Protesters burn Balfour library
Johannesburg - The library in Balfour's Siyathemba township went up in flames on Tuesday afternoon during a protest that appears to have shifted from labour recruitment demands to an insistence the local mayor resign.
"They are burning the library down," said police spokesperson Sam Tshabalala, on the third day of violence in the Mpumalanga township.
Earlier, police fired rubber bullets when between 800 and 1 000 people became "irritated" during a meeting outside the Siyathemba community hall.
Zakhele Maya, who says he is a community leader, told Sapa he had been called to address a large crowd outside the hall, and was then told to go to the mayor's office and ask him to resign.
However, the mayor, Mabelane Tsotetsi, did not give an immediate answer.
Maya said when he returned to the hall he was told people became "irritated" and started burning tyres and police fired rubber bullets.
Tshabalala confirmed that rubber bullets were fired as people ran away and regrouped. Nobody was injured, he said.
Power poles burnt
Earlier in the day, people had made pyres of poles Eskom had planned to use in the area.

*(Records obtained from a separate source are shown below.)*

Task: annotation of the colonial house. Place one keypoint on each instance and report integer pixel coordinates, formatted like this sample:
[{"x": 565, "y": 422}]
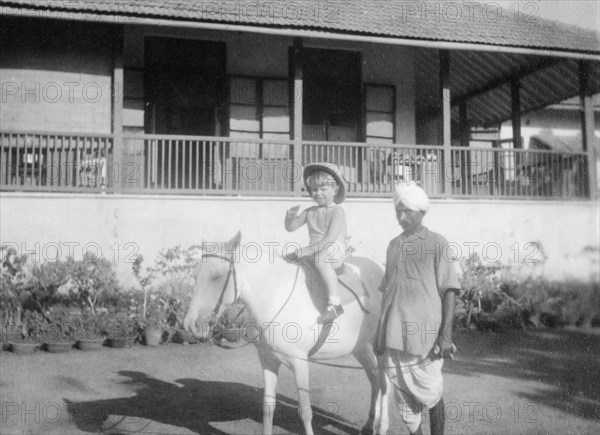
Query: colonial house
[{"x": 156, "y": 102}]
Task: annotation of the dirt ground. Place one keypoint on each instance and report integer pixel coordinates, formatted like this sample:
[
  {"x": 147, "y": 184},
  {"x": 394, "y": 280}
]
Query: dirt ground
[{"x": 515, "y": 382}]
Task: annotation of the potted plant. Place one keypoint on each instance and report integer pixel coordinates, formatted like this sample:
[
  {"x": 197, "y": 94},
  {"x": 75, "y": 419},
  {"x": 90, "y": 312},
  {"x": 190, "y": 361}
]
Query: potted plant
[
  {"x": 58, "y": 332},
  {"x": 154, "y": 323},
  {"x": 27, "y": 340},
  {"x": 121, "y": 329},
  {"x": 88, "y": 331}
]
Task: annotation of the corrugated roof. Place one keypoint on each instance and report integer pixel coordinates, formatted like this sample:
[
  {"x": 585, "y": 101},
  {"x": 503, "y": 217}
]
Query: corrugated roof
[{"x": 461, "y": 22}]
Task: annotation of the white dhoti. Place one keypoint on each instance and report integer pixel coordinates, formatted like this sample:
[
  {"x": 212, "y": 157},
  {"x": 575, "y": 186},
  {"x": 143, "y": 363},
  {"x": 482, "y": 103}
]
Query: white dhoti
[{"x": 417, "y": 383}]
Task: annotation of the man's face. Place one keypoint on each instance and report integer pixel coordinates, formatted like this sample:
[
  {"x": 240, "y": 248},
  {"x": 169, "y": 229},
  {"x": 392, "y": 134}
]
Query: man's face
[{"x": 407, "y": 218}]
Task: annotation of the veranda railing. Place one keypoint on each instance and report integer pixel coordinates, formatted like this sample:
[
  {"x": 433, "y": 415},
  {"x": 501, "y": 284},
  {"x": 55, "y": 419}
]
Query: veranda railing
[{"x": 166, "y": 164}]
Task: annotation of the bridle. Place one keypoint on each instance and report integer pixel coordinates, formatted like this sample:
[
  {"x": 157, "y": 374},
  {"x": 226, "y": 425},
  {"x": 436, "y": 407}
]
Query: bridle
[{"x": 231, "y": 272}]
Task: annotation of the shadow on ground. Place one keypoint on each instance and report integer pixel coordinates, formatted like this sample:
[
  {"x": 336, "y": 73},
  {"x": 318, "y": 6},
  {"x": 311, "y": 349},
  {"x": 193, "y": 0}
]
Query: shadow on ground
[
  {"x": 566, "y": 361},
  {"x": 192, "y": 404}
]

On the previous two days foreigners' shops were looted and a municipal office burnt down.
Mpumalanga's education MEC Reginah Mhaule pleaded with local residents to allow schooling to continue unhindered. Pupils were preparing to rewrite some of their matric exams. The province got one of the lowest matric pass rates.
"On Thursday 11 February 2010, the supplementary examinations for grade 12 learners will commence and my view is that every community should be obliged to ensure that school activities progress without any hassle," Mhaule said in a statement.
"I am making a humble call to the community of Balfour to allow teachers, learners and non-teaching staff to be in schools so that teaching and learning can progress unhindered."
Maya blamed "criminal elements" for the violence, saying they had actually helped the foreigners remove their merchandise to safety before criminals moved in.
He complained the criminals were detracting from the real issues - that the local Burnstone Mine hire half its workforce in the local community.
But, Maya said the community had now changed strategy and decided they would for now focus on having the mayor removed.
"People have lost confidence in him," said Maya.
"These are issues that resonate from the previous service delivery protests (of last year). The mayor seems to not assist our people in dealing with the issues."
MEC for co-operative governance and traditional affairs Norman Mokoena, along with community safety MEC Sibongile Manana and economic development MEC Jabu Mahlangu were expected to visit the area later on Wednesday.
A spokesperson for the provincial government could not immediately be reached to provide further information.
In a statement it said the visit was aimed at assessing the situation.
Mokoena "condemned in the strongest possible terms the unwarranted violence and malicious destruction of property, by certain residents of Balfour".
The unrest has caused concern because the provincial government felt "great progress" was being made on issues raised by locals during protests in 2009.
"We have set up a task team that includes some leaders of the community, officials from the municipality and the provincial government. The task team has made significant progress on dealing with a number of the issues raised and therefore these acts of violence are unwarranted," he said.
The National Union of Metalworkers of SA said a service delivery summit was needed to resolve the issues that communities such as Balfour were trying to raise.
However, they condemned the targeting of foreigners.
Twenty two people were expected to appear in the Balfour Magistrate's Court on Wednesday to face charges of public violence related to the protests. Police expect to make more arrests.
The protests come two days before the state of the nation address by President Jacob Zuma, who visited the area last year during similar protests.